= Charles Richard Whittaker =

British surgeon and anatomist

Charles Richard Whittaker FRSE FRCSE FSA (Scot) RSA (Hon) (1879-1967) was a 20th-century British surgeon and anatomist. Remembered as a medical author, he illustrated his own anatomy texts.

==Life==
He was born in 1879 in Lancashire.

He studied medicine and surgery at the Royal College of Physicians of Edinburgh and Royal College of Surgeons of Edinburgh.

In 1911 he became Senior Demonstrator at Surgeons' Hall in Edinburgh.

In 1911 he was elected a Fellow of the Royal Society of Edinburgh. His proposers were Sir James Alexander Russell, Sir David Berry Hart, Henry Harvey Littlejohn, and John Cameron. He was then living at 27 Hatton Place, a semi-detached Victorian villa in the Grange district of South Edinburgh.

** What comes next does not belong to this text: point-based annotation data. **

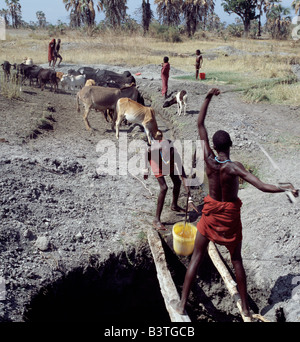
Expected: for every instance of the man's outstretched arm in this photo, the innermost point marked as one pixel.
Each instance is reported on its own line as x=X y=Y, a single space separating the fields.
x=201 y=118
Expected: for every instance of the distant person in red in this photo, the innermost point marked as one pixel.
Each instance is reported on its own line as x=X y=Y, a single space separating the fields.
x=57 y=54
x=199 y=61
x=165 y=71
x=51 y=50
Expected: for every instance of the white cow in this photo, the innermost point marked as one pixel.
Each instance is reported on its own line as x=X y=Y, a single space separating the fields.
x=72 y=81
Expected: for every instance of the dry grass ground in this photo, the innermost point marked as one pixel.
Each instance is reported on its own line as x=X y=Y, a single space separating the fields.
x=262 y=70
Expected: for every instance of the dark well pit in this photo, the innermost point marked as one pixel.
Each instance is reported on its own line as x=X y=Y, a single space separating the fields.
x=122 y=289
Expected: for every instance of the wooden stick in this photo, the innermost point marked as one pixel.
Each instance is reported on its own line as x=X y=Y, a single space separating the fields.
x=167 y=286
x=229 y=282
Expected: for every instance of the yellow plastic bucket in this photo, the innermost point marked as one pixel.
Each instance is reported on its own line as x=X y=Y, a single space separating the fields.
x=184 y=238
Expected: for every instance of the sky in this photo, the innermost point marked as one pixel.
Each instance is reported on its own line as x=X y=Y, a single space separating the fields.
x=55 y=10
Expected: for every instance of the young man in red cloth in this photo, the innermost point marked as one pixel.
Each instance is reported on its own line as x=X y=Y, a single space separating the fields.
x=51 y=50
x=220 y=221
x=165 y=71
x=165 y=160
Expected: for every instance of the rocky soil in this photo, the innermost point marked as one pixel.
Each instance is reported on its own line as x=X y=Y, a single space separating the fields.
x=61 y=215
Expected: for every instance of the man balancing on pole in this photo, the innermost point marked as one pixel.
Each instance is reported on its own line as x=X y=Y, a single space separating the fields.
x=220 y=221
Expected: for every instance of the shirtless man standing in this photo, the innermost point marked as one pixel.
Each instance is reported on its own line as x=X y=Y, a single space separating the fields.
x=220 y=221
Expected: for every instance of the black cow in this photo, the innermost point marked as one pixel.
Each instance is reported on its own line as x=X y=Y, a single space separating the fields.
x=6 y=66
x=113 y=79
x=47 y=76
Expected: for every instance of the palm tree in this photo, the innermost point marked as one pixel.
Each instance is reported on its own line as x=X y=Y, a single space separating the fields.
x=147 y=15
x=75 y=15
x=82 y=11
x=14 y=8
x=5 y=13
x=115 y=11
x=169 y=11
x=40 y=15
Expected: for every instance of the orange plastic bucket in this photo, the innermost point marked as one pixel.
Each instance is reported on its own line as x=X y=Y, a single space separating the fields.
x=184 y=238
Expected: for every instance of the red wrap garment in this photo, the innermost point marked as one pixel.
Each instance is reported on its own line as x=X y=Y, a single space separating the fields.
x=51 y=50
x=165 y=71
x=221 y=222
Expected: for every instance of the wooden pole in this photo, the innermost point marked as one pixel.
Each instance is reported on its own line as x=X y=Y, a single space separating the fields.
x=167 y=286
x=226 y=276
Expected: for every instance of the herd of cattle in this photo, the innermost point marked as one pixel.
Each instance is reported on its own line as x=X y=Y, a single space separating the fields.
x=114 y=94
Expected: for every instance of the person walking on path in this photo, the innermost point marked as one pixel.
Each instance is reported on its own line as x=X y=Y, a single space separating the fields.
x=57 y=54
x=165 y=72
x=51 y=50
x=199 y=62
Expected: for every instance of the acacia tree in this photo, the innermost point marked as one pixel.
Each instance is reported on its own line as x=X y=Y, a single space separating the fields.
x=14 y=8
x=193 y=11
x=82 y=12
x=169 y=11
x=264 y=6
x=278 y=21
x=115 y=11
x=88 y=12
x=245 y=9
x=75 y=12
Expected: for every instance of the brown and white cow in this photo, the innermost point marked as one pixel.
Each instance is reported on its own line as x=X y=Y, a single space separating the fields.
x=102 y=99
x=136 y=113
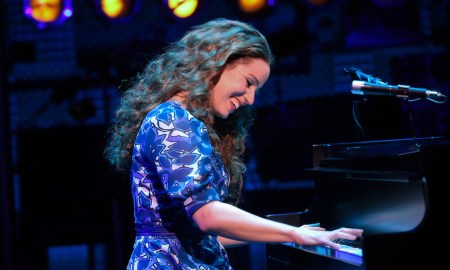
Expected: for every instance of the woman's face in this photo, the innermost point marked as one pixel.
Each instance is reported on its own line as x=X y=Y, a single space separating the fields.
x=237 y=85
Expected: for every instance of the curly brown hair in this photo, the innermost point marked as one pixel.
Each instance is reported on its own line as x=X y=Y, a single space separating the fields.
x=193 y=64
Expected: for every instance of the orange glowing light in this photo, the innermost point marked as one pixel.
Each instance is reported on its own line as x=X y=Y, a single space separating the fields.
x=46 y=11
x=115 y=8
x=183 y=8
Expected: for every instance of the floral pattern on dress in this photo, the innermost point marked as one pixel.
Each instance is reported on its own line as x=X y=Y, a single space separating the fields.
x=175 y=171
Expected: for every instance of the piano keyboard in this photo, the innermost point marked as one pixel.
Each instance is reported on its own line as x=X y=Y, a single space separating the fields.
x=349 y=254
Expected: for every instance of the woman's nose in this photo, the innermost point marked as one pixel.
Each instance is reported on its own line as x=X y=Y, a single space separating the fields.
x=249 y=97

In the First World War he served as a major in the Royal Army Medical Corps.

He began lecturing in anatomy at Surgeons Hall in 1931 and retired in 1951.

He died on 4 December 1967.

==Publications==
- Hughes Nerves of the Human Body (1919)
- Operative Surgery (1921)
- Anatomy (1932)
- A Manual of Surgical Anatomy

==Artistic recognition==
His portrait by David Foggie is held by the Scottish National Portrait Gallery.